So says new research from the Stanford PhD dissertation of Emily Garbinsky:
Through a series of five experiments, the authors showed that feeling powerful — defined as having control over valuable resources — is a pleasant state that individuals are motivated to maintain. And since money is the most coveted resource we have, they argue that individuals who feel powerful save money to secure their feelings of power. Indeed, they found that if power were guaranteed to be secure for life — or if power could be leveraged through another resource, such as knowledge — it did not help fill the piggy bank. The impulse to save was observed only when saving money was considered a means toward maintaining power.
Read that last sentence and it rolls up a little bit with some of the ideas around inequality right now.
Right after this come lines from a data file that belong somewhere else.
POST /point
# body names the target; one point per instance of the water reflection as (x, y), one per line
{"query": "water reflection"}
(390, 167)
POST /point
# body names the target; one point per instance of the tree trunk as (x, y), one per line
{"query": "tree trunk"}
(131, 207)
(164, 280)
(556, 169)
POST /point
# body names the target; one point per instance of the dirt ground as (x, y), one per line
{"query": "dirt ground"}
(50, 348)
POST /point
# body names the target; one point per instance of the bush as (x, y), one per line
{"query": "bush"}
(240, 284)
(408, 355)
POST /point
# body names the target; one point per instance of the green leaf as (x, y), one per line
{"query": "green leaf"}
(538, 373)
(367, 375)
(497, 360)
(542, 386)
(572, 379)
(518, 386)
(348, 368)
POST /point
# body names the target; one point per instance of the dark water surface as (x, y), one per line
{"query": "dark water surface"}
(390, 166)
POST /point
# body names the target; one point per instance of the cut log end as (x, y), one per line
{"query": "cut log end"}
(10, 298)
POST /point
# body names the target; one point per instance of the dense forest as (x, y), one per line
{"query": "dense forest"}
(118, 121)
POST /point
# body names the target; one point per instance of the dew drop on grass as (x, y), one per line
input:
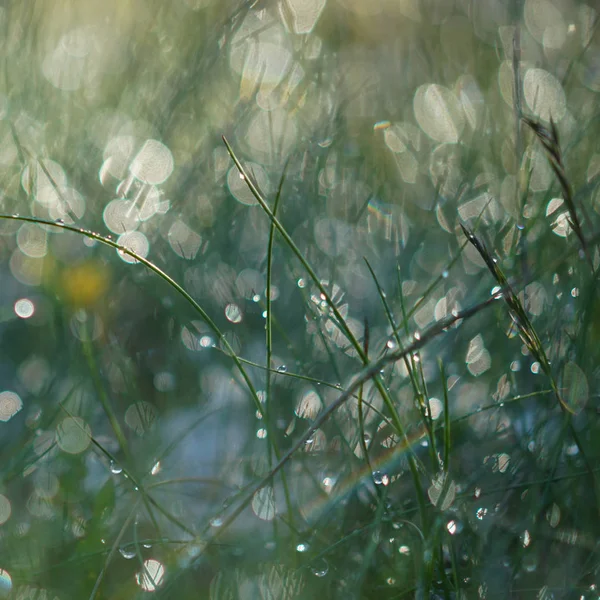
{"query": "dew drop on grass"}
(380, 478)
(320, 568)
(127, 553)
(115, 468)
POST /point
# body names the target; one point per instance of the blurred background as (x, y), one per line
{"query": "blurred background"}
(127, 430)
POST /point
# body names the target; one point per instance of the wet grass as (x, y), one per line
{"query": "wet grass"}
(431, 434)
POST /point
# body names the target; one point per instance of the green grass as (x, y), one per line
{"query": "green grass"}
(369, 371)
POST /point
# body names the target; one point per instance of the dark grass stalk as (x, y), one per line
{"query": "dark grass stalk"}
(517, 312)
(269, 348)
(168, 279)
(550, 141)
(338, 317)
(532, 341)
(372, 546)
(365, 374)
(113, 551)
(361, 417)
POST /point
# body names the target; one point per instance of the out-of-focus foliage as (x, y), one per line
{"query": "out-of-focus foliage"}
(140, 421)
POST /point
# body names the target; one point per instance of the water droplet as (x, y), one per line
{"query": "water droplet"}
(320, 568)
(380, 478)
(127, 553)
(115, 468)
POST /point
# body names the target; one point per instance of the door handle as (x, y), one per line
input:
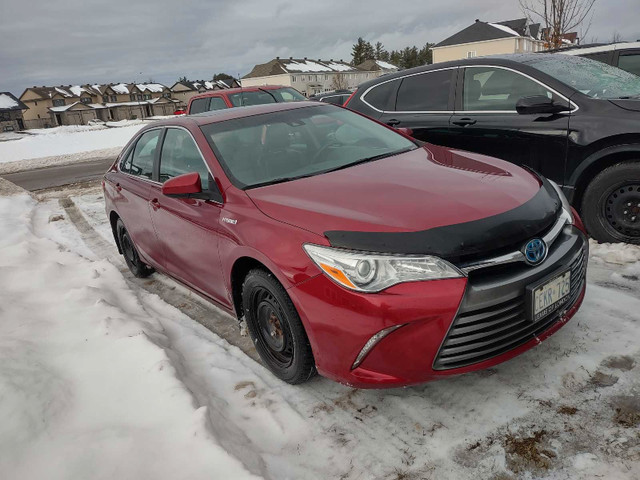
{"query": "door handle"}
(463, 122)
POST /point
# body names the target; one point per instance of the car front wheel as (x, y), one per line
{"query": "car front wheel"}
(276, 329)
(611, 204)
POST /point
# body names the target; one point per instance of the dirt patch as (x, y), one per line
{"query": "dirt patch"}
(567, 410)
(528, 453)
(601, 379)
(622, 362)
(627, 411)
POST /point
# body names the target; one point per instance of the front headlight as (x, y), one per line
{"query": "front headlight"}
(373, 272)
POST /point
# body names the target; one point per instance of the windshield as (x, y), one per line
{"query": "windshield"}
(261, 97)
(593, 78)
(282, 146)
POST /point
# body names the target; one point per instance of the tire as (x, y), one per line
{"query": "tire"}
(130, 253)
(276, 329)
(611, 204)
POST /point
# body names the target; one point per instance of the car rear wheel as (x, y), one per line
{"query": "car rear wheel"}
(611, 204)
(276, 329)
(130, 253)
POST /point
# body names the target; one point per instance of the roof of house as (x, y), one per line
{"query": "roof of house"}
(282, 66)
(481, 31)
(376, 65)
(9, 102)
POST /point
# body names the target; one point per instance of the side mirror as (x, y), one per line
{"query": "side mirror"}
(183, 186)
(539, 104)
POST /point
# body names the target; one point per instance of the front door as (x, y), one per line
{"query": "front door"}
(486, 121)
(188, 228)
(424, 104)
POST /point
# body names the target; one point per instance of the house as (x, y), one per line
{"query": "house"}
(11, 113)
(310, 77)
(78, 104)
(487, 38)
(184, 90)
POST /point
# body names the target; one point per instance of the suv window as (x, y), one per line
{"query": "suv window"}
(425, 92)
(199, 105)
(217, 103)
(492, 89)
(181, 155)
(630, 63)
(141, 162)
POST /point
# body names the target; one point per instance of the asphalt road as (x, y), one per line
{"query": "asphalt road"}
(57, 176)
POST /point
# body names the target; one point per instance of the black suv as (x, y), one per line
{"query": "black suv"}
(575, 120)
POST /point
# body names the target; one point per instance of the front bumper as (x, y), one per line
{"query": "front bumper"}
(449, 327)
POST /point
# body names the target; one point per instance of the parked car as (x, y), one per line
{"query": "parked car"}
(338, 97)
(575, 120)
(346, 246)
(624, 55)
(242, 97)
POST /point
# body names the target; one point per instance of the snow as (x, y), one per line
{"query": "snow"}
(90, 388)
(504, 28)
(386, 65)
(120, 88)
(65, 141)
(7, 102)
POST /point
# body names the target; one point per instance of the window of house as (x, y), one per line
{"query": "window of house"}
(141, 162)
(181, 155)
(427, 92)
(491, 88)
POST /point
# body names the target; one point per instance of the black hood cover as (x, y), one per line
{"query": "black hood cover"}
(468, 241)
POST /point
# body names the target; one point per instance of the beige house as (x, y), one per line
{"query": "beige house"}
(11, 113)
(78, 104)
(486, 38)
(184, 90)
(311, 77)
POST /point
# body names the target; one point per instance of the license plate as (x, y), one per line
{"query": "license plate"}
(549, 296)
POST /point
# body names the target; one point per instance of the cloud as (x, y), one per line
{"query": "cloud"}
(79, 41)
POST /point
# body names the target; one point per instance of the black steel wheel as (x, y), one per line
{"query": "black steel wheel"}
(611, 204)
(276, 329)
(130, 253)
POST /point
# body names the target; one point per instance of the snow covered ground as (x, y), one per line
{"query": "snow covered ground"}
(100, 379)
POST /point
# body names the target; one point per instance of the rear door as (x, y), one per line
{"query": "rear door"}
(133, 183)
(424, 103)
(188, 228)
(486, 120)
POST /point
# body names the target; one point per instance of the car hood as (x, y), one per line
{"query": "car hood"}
(424, 190)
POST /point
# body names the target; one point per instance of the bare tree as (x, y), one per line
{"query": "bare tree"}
(339, 82)
(558, 17)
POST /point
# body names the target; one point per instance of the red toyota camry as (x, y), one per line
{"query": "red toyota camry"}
(348, 248)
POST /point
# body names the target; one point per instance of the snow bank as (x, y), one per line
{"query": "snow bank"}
(89, 387)
(66, 141)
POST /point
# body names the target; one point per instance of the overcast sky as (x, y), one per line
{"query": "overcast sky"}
(45, 42)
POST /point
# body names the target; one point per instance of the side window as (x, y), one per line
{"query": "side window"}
(143, 154)
(217, 103)
(428, 92)
(379, 95)
(180, 155)
(199, 105)
(630, 63)
(497, 89)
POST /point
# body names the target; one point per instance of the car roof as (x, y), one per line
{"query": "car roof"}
(216, 116)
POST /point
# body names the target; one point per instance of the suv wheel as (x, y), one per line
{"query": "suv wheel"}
(130, 253)
(611, 204)
(276, 329)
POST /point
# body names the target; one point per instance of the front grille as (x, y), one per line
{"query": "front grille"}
(480, 334)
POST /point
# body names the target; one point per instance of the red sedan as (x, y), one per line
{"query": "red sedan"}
(348, 248)
(242, 97)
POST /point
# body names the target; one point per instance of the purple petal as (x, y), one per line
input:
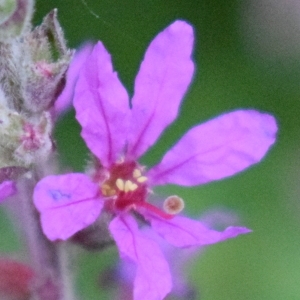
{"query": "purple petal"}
(67, 203)
(184, 232)
(64, 100)
(217, 149)
(102, 107)
(160, 85)
(7, 188)
(152, 281)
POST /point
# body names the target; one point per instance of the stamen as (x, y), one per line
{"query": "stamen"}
(142, 179)
(133, 186)
(129, 186)
(120, 184)
(173, 205)
(107, 190)
(137, 173)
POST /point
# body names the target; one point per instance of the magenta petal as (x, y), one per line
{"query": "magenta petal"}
(184, 232)
(7, 188)
(67, 203)
(160, 85)
(153, 280)
(102, 107)
(65, 99)
(217, 149)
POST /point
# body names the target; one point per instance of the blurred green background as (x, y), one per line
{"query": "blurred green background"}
(247, 56)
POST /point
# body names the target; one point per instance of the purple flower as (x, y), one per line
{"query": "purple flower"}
(118, 135)
(7, 188)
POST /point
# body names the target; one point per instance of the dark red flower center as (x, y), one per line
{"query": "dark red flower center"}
(126, 185)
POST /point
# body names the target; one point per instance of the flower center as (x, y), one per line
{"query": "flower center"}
(126, 186)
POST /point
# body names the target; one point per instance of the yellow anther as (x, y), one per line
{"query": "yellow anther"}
(173, 205)
(129, 186)
(142, 179)
(120, 184)
(107, 190)
(137, 173)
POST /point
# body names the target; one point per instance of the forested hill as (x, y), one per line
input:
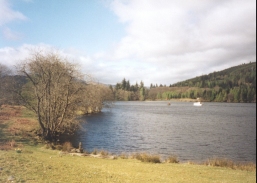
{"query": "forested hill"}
(235, 84)
(237, 76)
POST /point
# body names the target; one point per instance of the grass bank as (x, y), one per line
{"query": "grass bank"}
(36, 164)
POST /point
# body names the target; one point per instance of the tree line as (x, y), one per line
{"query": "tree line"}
(235, 84)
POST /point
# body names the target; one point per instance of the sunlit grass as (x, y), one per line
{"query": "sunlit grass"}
(35, 163)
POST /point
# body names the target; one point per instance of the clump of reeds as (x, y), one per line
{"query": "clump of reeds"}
(104, 153)
(67, 146)
(172, 159)
(123, 156)
(223, 162)
(147, 157)
(95, 152)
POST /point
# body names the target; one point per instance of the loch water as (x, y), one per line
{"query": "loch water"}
(224, 130)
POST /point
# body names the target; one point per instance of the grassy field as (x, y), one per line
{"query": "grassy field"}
(36, 164)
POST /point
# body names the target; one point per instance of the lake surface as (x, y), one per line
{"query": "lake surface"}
(192, 133)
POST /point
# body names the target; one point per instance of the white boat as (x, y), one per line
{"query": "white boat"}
(198, 104)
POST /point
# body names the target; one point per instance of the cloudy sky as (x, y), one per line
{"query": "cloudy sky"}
(156, 41)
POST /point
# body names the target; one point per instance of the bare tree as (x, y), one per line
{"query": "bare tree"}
(54, 93)
(5, 85)
(96, 96)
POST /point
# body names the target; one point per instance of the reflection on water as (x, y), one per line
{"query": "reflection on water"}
(193, 133)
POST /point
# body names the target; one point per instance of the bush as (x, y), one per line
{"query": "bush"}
(147, 158)
(67, 146)
(223, 162)
(123, 156)
(172, 159)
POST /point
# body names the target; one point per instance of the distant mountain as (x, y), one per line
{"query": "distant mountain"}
(236, 76)
(235, 84)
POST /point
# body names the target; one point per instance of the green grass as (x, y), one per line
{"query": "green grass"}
(36, 164)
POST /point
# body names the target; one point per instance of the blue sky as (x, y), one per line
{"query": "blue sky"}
(159, 42)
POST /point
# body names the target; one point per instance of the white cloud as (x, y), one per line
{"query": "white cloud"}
(7, 14)
(166, 40)
(11, 35)
(180, 36)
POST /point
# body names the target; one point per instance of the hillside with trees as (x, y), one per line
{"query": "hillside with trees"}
(235, 84)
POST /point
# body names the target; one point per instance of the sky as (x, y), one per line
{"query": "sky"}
(154, 41)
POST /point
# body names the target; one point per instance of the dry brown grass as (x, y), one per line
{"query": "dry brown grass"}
(223, 162)
(144, 157)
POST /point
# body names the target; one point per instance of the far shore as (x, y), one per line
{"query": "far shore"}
(24, 159)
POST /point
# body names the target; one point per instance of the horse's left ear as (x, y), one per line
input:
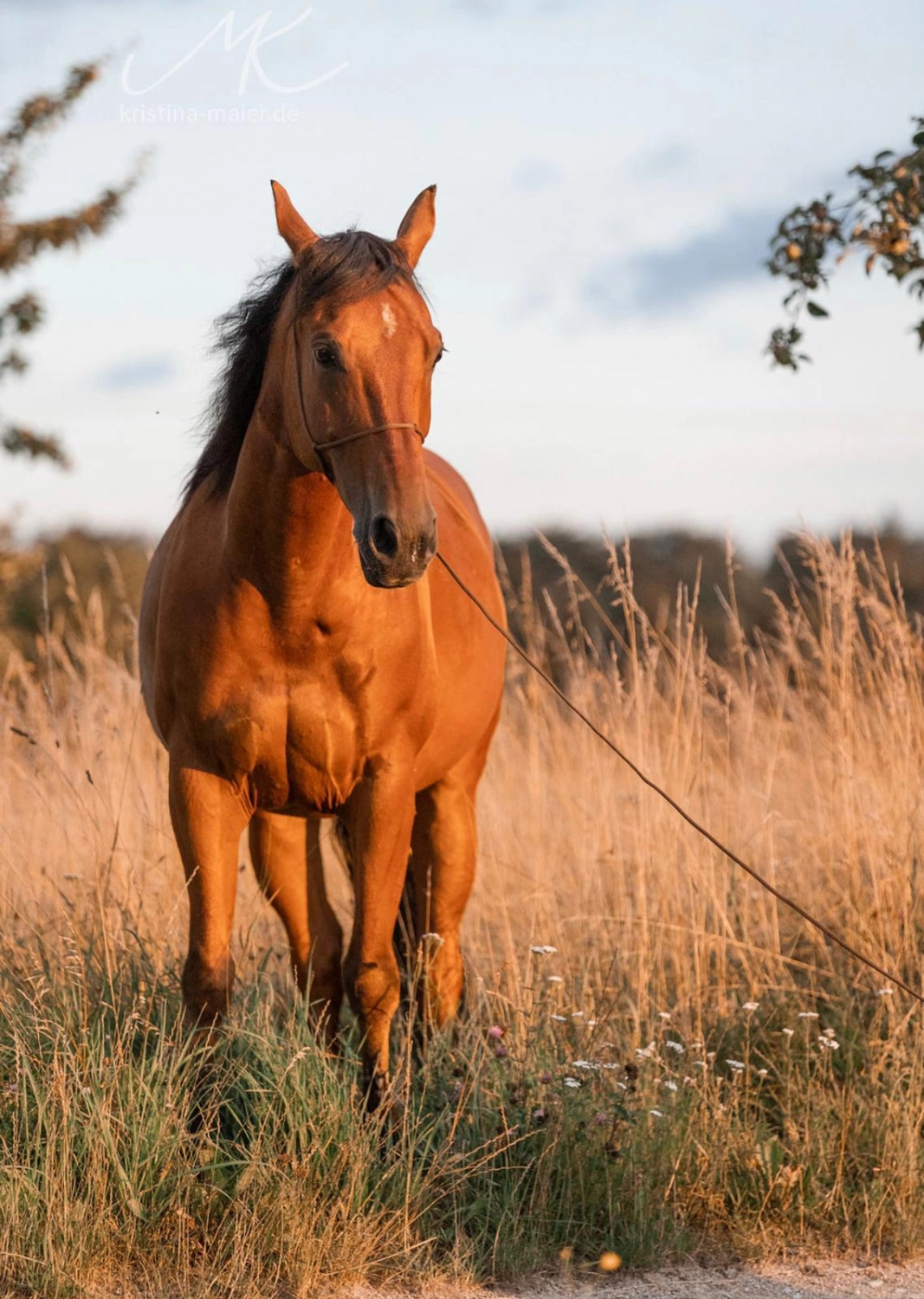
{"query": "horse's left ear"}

The researchers highlight a key point — some of the most basic things dictating how much money you have and how much you can save are essentially unchangeable, such as education, upbringing, parents’ professions, etc. So while it may sound like psychology-meets-hooey in some ways, the idea of simply feeling a little more powerful and understanding that saving money can help bolster that feeling could be the key.
I’m early-to-mid-30s and I’d say a good percentage of my friends (myself included) don’t even really think about savings day-to-day with loans and other obligations (I also know many that do), so research here could be tangibly crucial in terms of how to think about getting younger people to save. At the very least, it’s a different context of the discussion as opposed to the millions of self-help articles out there.